Anita Caduff, University of California San Diego - March 4, 2022
Transforming Sanchez School provides a detailed account of how school leaders addressed linguistically diverse students’ various needs while cultivating their talents by providing a rich and broad curriculum. Inspiring and relevant, this book exemplifies the possibilities feasible despite challenges due to, among other things, legislations infused by corporate reform narratives, inequitable funding, and demoralizing accountability systems. To address these challenges and engage in school improvement processes, shared leadership structures, dynamic learning communities with collaborative decision-making processes, evidence-based teaching practices focusing on the whole child, and the support of strong parent and community engagement were vital to the success of the school....

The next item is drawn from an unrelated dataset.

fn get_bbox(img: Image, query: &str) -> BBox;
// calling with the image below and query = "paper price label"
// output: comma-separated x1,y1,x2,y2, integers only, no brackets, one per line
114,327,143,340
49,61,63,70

Pedro Noguera, Distinguished Professor of Education, UCLA - March 2, 2022
In this detailed analysis of the Sanchez School, Isola and Cummins describe the processes and strategies employed by educators to transform this school into one capable of addressing the varied and complex needs of its students. Educators will appreciate the detailed nature of the analysis presented. Instead of simply offering platitudes and “research-based” practices, the authors take a practical approach in describing the obstacles the school encountered on its journey toward progress and how these were addressed. Thoughtful, insightful, and accessible, this book will be a useful resource and a helpful guide to educators who genuinely seek to make a difference
Richard Carranza, Chancellor, New York City Department of Education - March 2, 2022
Transforming Sanchez School vividly documents the power of educators to promote academic achievement by closing opportunity gaps faced by low-income linguistically and culturally diverse students. Rooted in a philosophy of shared leadership, over a 13-year period the school developed and implemented evidence-based systems, structures, and policies that generated teacher agency, affirmed students’ identities, and expanded parent and community engagement. Unlike many schools across the nation pressured to raise standardized test scores, Sanchez School refused to narrow the curriculum, instead focusing on enrichment through the arts, literacy engagement, and expansion of students’ bilingual skills. Educators and policymakers alike will find insight and inspiration in the remarkable story of Sanchez School.
James Dierke, Executive Board Member of The American Federation of School Administrators - March 2, 2022
Raymond and Jim have outlined many successful, and some time-honored approaches, to including urban intercity bilingual learners in the modern learning process. Their book covers a vast amount of acquired knowledge that brought about effective and positive changes to the educational institution. This new look at education for all was the starting point for teachers, administrators, parents, and community partners in bringing about a total and cooperative student learning process at Sanchez Elementary School. This total team effort resulted in a wonderful transformation of the learning process at Sanchez Elementary School and is a model for other schools to follow. This was a bottom-up, not top-down, approach to educational change.
Lorenzo Ortona, Consul General of Italy in San Francisco - March 2, 2022
In his 13 years as principal at San Francisco’s Sanchez Elementary School, Raymond R. Isola opened up an important dialogue between educators and parents who believed in preparing their students to cultivate their talents and nurture their imaginations. Throughout Isola’s tenure, co-author and educational researcher Jim Cummins observed Isola’s community of educational equity and how Isola became a trailblazer in introducing Italy’s inspiring Reggio Emilia approach to a California public school. A powerful, educational story of how schools can transform from blank canvases to works of art, as told by an Italian American who sought to close gaps experienced by low-income, socially marginalized students.